When dealing with data that follows the bell curve, that is data that produces a symmetric and unimodal (single peak) distribution, the Mean and the Median have the same value and we don’t have any problems. The issue is that a lot of data we’re likely to encounter in our day-to-day work— such as call response times, time spent on patrol, man hours spent on an occurrence—are not accurately represented by a symmetric bell curve but instead follow a skewed distribution that is weighted more to one side than the other.

But what does this mean for averages? It means that for data that is positively skewed (the bulk of the data is on the left side of the chart) that the Mean is going to be larger than the Median and vice versa for negatively skewed data. The problem arises when the difference between the Mean and Median gets large enough to meaningfully change the stat that you are reporting.

For example, the number of man-hours spent on an occurrence is the kind of data that is going to be positively skewed. This is because of the nature of the data: 0 is the lowest value that can exist but the upper limit is not bounded. If you create a histogram of the data you’re likely to find a whole lot of occurrences with a small to medium amount of time being spent (the peak on the left) but also a few occurrences with a lot of time being spent (the long tail on the right). I’ve created the following simplified data set below to illustrate the scenario.

You can see in the screen shot that the occurrence that took 24 hours is clearly an extreme example but it has a significant impact on the Mean. If a Commander came to you and asked for the average number of man-hours spent on occurrences do you feel that the Mean of 8.8 would be representative, considering that only one occurrence actually took longer than that? Clearly the Median value of 5 hours is more representative of man-hours and is a more accurate average.

This result comes about because the Mean is sensitive to the inclusion of extreme values because of the way it is calculated while the Median, which is relatively indifferent to the inclusion of extreme values because it only concerns itself with the middle value for a data set, is more likely to provide an appropriate number that is stable in the face of outliers.

The screen shot also conveniently illustrates the function calls used to calculate both the Mean and Median in Excel. Frustratingly, Microsoft has opted to use the function name AVERAGE for the Mean further erroneously cementing them as synonyms. Thankfully the Median is a straightforward call to the MEDIAN function.

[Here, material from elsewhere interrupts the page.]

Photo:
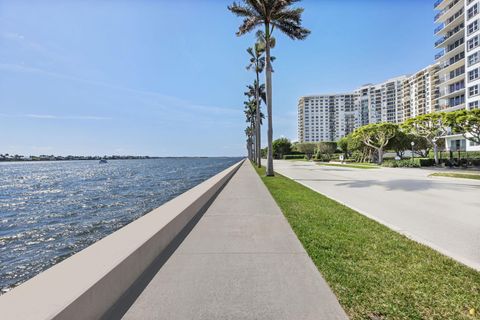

You’ll notice a third function in the list: SKEW. I discuss above about the positive and negative skewness of data and the SKEW function is useful for coming to grips with the direction and magnitude of a data set’s skewness. In the occurrence man-hours example I state that the data is positively skewed and that’s reflected by the positive (greater than 0) value returned by the SKEW function and that indicates that the Mean likely overestimates the Median. Contrarily, if SKEW returns a value that is less than 0 you’ll know that the data is negatively skewed and that the Mean likely underestimates the Median. Finally, if the value is close to 0 your data set likely follows the bell curve or normal distribution and the Mean and Median will be nearly the same.

The key take away from this post is that it is important to not just blindly take the average (by which I mean the Mean) of a stat without first considering how the data is distributed. So much law enforcement data is skewed one way or the other that it makes sense to take a minute and run the MEDIAN and SKEW functions in Excel to make sure you’re reporting the most appropriate number to your superiors.